The route crossed Comancheria, the territory of the Comanches, who demanded compensation for granting rights-of-way. Americans routinely traded with the Comanche along the trail, sometimes finding the trade in Comancheria more profitable than that of Santa Fe.
After the U.S. acquisition of the Southwest, the trail helped open the region to U.S. economic development and settlement, playing a vital role in the expansion of the U.S. into the lands it had acquired. The road route is commemorated today by the National Park Service as the Santa Fe National Historic Trail. A highway route that roughly follows the trail’s path through the entire length of Kansas, the southeast corner of Colorado and northern New Mexico has been designated as the Santa Fe Trail National Scenic Byway.
The Santa Fe Trail was established in 1821 to take advantage of new trade opportunities with Mexico which had just won independance from Spain in the Mexican War of Independence. The trail was used to haul manufactured goods from the state of Missouri in the United States to Santa Fe which was in the northern Mexican state of Nuevo.

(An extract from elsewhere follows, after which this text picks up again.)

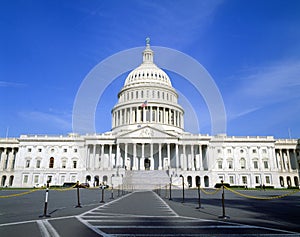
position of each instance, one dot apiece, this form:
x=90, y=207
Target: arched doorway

Travelers faced many hardships along the Santa Fe Trail. The trail was a challenging 900 miles (1,400 km) of arid plains, desert and mountains. On this trail unlike the Oregon trail, there was a serious danger of Native American attacks, for neither the Comanches or the Apaches of southern high plains tolerated trespassers. In 1825, Congress voted federal protection for the Santa Fe Trail, even though much of it lay in the Mexican territory. Lack of food and water also made the trail very risky. Weather conditions, like huge lightning storms, gave the travelers even more difficulty. If a storm blew up, there was often no place to take shelter and the livestock could get spooked. Rattlesnakes often posed a threat as many people died due to snakebite. The caravan size increased later on to prevent Indian raids. The travelers also packed more oxen instead of mules because the Indians did not want to risk raiding the caravans for only some oxen.
Segments of this trail in Missouri, Kansas, Oklahoma, and New Mexico are listed on the National Register of Historic Places. The longest clearly identifiable section of the trail, Santa Fe Trail Remains, near Dodge City, Kansas, is listed as a National Historic Landmark. Walking on the Santa Fe trail is now discouraged.